Wasim Akram: the gift that keeps on giving
If you're a pace bowler aspiring to make it big, it's hard to imagine a more incredible treat than being able to bowl under the watchful eye of Wasim Akram.
You mark out your run-up, get a grip on the seam, and launch into your delivery stride, while Akram stands a few paces behind and assesses your potential. After you've delivered the ball, he walks over and points out the areas where you could improve. Then he asks you to have another go, and the process gets repeated a few times.
For ten absorbing days last month, this is precisely what Akram did with a select group of Pakistan's promising youngsters. The disciples included those already in the national side as well as those knocking on its doors, plus four raw seamers picked from a countrywide talent hunt. The camp convened every morning from 9am to 1pm under Karachi's blazing April sun.
Akram is almost 47 and has diabetes but you couldn't really tell. He looks as fit as a panther and spent all those hours out there concentrating and critiquing, without showing any signs of hardship.
Occasionally he felt the need to turn his arm over. As far as he was concerned, this was simply a practical demonstration of his art, but the effect on everybody else was breathtaking. He only bowled off a couple of paces, but the ball still nipped and zipped. Once or twice he merely rolled his arm over from a dead stop. The ball still shot through and swung around. It was the equivalent of Picasso casually slapping paint on a canvas, or Mozart tapping on some piano keys in boredom.
Akram's talent and career were a gift to Pakistan, and as the years go by it is proving to be the kind of gift that keeps on giving. An intensive hands-on tutorial such as a training camp is but one example of his magic rubbing off. A much greater ripple effect is the flowering of left-arm seamers in Pakistan, which has witnessed a remarkable bloom in recent years.
Approximately 10% of Pakistan's general population is supposed to be left-handed, but since Akram's retirement in 2003 there have been far more left-arm seamers at the international level than this figure would predict. Sohail Tanvir, Wahab Riaz, Mohammad Amir, Junaid Khan, Mohammad Irfan, and Rahat Ali - it has been a virtual explosion. There have also been few lesser-known names, including Mohammad Khalil, Samiullah Niazi, Kamran Hussain and Najaf Shah, who each played only a handful of games. If you examine Pakistan's entire 61-year Test cricket history, there have been 20 players (discounting Gul Mohammed and Ijaz Ahmed) bowling left-arm medium pace or faster ; astoundingly, half of them have appeared in the wake of Akram's career.
Comparison with other teams brings this phenomenon into even sharper focus. Left-arm seamers entering international cricket in the post-Akram era comprise 30% of Pakistan's pace-bowling crop, but in the other nine Test-playing teams their collective proportion is only 12%. This two-and-a-half-fold blip demonstrates the extent to which his younger compatriots have been bewitched by Akram's inspiring spell.
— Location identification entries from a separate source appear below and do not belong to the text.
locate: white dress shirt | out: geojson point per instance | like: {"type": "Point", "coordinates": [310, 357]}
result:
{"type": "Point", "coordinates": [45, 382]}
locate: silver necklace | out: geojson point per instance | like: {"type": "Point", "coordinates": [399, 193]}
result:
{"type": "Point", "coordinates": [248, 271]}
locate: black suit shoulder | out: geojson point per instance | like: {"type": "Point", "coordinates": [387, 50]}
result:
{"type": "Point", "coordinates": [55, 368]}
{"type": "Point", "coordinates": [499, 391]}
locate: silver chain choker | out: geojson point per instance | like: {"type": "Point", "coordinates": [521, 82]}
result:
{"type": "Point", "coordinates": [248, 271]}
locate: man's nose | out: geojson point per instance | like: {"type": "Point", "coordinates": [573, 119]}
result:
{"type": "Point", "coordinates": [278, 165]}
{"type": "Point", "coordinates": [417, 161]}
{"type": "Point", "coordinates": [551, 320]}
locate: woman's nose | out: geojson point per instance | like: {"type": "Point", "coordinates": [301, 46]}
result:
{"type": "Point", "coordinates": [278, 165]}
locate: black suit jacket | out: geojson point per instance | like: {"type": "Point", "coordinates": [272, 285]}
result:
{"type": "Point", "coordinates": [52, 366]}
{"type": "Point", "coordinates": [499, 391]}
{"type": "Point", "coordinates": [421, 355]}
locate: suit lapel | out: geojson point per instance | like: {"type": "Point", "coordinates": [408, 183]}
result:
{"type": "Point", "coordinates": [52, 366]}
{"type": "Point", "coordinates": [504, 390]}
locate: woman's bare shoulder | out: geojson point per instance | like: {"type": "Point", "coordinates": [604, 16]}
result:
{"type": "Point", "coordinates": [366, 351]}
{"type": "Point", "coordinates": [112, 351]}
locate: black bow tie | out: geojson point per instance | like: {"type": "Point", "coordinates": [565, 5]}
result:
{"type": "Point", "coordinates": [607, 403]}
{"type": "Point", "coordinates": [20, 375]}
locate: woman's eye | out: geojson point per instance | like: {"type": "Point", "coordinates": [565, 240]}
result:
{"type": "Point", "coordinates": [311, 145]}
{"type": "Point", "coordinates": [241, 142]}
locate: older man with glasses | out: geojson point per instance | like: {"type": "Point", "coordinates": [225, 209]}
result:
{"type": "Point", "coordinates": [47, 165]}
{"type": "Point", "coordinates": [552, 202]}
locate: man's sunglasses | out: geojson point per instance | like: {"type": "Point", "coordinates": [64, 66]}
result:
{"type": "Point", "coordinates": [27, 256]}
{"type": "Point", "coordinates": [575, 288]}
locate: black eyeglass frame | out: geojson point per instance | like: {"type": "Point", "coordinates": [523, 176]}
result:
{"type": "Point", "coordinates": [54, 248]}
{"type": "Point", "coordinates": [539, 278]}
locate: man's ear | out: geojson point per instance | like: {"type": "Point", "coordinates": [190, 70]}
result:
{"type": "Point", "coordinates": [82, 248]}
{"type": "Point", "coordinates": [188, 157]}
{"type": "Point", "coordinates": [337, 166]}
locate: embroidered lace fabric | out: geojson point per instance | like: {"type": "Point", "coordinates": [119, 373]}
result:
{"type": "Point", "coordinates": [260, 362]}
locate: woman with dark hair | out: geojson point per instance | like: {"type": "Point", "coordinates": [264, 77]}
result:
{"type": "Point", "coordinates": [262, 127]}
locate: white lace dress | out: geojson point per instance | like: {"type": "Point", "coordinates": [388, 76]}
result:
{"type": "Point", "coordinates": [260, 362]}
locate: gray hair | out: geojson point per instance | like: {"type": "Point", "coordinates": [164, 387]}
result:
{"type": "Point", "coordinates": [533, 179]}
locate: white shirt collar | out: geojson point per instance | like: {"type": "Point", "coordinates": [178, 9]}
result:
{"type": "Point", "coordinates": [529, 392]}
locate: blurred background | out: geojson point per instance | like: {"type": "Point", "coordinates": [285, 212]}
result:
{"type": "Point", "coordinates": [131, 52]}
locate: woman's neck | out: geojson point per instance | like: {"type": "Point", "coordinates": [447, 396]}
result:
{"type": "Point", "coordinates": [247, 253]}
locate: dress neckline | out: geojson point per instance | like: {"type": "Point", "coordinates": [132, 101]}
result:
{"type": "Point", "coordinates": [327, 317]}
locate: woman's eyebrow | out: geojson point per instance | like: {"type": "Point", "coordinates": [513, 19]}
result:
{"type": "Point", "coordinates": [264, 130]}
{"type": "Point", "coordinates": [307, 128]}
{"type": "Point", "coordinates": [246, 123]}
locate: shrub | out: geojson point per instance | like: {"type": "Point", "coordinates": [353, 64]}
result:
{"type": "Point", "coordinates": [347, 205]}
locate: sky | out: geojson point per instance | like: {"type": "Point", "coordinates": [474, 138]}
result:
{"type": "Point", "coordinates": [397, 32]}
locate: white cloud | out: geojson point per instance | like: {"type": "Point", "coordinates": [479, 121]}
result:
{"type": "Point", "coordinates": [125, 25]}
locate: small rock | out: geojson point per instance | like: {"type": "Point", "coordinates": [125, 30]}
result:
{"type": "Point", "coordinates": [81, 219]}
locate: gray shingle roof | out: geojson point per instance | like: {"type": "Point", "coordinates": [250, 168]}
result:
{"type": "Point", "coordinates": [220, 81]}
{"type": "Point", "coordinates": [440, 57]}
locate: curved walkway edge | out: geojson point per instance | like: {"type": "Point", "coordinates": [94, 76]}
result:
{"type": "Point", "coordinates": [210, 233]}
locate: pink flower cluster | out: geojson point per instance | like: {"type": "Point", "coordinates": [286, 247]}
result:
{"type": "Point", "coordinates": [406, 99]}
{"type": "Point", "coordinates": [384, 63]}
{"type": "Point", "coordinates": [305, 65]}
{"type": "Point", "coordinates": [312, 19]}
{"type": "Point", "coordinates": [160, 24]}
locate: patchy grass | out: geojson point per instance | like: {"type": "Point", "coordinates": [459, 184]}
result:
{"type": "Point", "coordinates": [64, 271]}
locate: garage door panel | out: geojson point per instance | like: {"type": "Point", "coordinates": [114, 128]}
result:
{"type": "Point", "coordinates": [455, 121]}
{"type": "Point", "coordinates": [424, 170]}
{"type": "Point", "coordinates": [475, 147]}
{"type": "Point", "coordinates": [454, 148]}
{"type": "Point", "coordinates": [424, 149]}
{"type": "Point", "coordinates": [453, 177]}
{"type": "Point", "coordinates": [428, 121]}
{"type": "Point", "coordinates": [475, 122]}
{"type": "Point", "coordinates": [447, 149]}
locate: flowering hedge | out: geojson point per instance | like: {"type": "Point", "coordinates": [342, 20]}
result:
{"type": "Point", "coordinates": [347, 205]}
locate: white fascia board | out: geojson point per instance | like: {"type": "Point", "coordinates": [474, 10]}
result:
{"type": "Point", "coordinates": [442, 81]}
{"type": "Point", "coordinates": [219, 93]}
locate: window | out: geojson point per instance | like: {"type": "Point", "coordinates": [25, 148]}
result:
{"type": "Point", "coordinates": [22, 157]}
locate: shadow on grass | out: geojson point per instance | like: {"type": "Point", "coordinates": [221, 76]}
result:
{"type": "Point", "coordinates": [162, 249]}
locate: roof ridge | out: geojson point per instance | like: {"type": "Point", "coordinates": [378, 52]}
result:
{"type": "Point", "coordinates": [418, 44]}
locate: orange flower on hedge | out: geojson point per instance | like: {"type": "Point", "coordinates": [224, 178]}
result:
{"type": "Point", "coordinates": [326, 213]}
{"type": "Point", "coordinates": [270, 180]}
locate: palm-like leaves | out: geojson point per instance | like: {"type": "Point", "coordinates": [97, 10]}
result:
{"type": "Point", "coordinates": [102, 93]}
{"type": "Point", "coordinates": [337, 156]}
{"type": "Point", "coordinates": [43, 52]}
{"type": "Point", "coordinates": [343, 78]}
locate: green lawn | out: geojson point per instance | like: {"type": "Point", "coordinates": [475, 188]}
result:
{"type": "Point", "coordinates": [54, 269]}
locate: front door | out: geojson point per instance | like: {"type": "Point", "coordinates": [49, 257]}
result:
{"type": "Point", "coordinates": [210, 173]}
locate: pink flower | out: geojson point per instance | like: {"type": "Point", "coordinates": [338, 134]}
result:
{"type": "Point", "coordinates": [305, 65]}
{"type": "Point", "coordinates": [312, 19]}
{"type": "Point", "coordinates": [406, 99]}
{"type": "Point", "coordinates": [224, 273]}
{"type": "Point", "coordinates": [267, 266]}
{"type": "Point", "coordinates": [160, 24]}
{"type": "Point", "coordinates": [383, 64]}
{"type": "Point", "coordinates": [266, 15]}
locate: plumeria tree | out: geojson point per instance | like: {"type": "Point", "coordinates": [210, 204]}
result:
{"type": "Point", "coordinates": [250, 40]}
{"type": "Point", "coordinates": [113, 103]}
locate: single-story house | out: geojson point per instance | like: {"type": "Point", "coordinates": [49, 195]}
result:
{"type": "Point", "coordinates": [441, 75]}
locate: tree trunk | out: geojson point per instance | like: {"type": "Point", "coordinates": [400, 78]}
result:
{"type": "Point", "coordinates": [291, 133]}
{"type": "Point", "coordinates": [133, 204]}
Akram's involvement with the Karachi camp was not limited to technical analysis. He also spent a good deal of face time with the boys, sharing meals and drinks, and telling stories.
One of his themes was the importance of physical training through running laps around the ground, which is imperative for building stamina and reserve. During Akram's early days in the Pakistan side, the pace-setter for the fast-bowling contingent's training routine was none other than Imran Khan, and it was unthinkable that the lads would stop running before Imran did. Imran taught them the value of toil and labour, and Akram tried to faithfully pass this lesson on to the attendees of his camp.
He also spoke to the boys about personal grooming, comportment, articulation, and looking the part. Speaking with ease and confidence, looking slim, and sporting trendy shirts and designer shades (not to mention once hobnobbing with a former Miss Universe), Akram is certainly a credible preacher of such advice. To drive the message home, he even had one of Karachi's leading fashion stylists - a chic beautician who goes by the solitary name Nabila - give pointers to the boys on culture and couture.
It may be early to say how much of Akram's instruction and wisdom the youngsters managed to absorb, but you can't deny the value of the exercise. The tradition of learning at the feet of grandmasters is timeless, and it has stood the test of time precisely because it has proved so effective. The Pakistan board deserves a great deal of credit for making it happen, and for assigning resources as a priority. Pakistan's full-time bowling coach Mohammad Akram was present throughout the duration of the camp, and head coach Dav Whatmore also came in for a couple of days. Chief selector Iqbal Qasim was also present at intervals.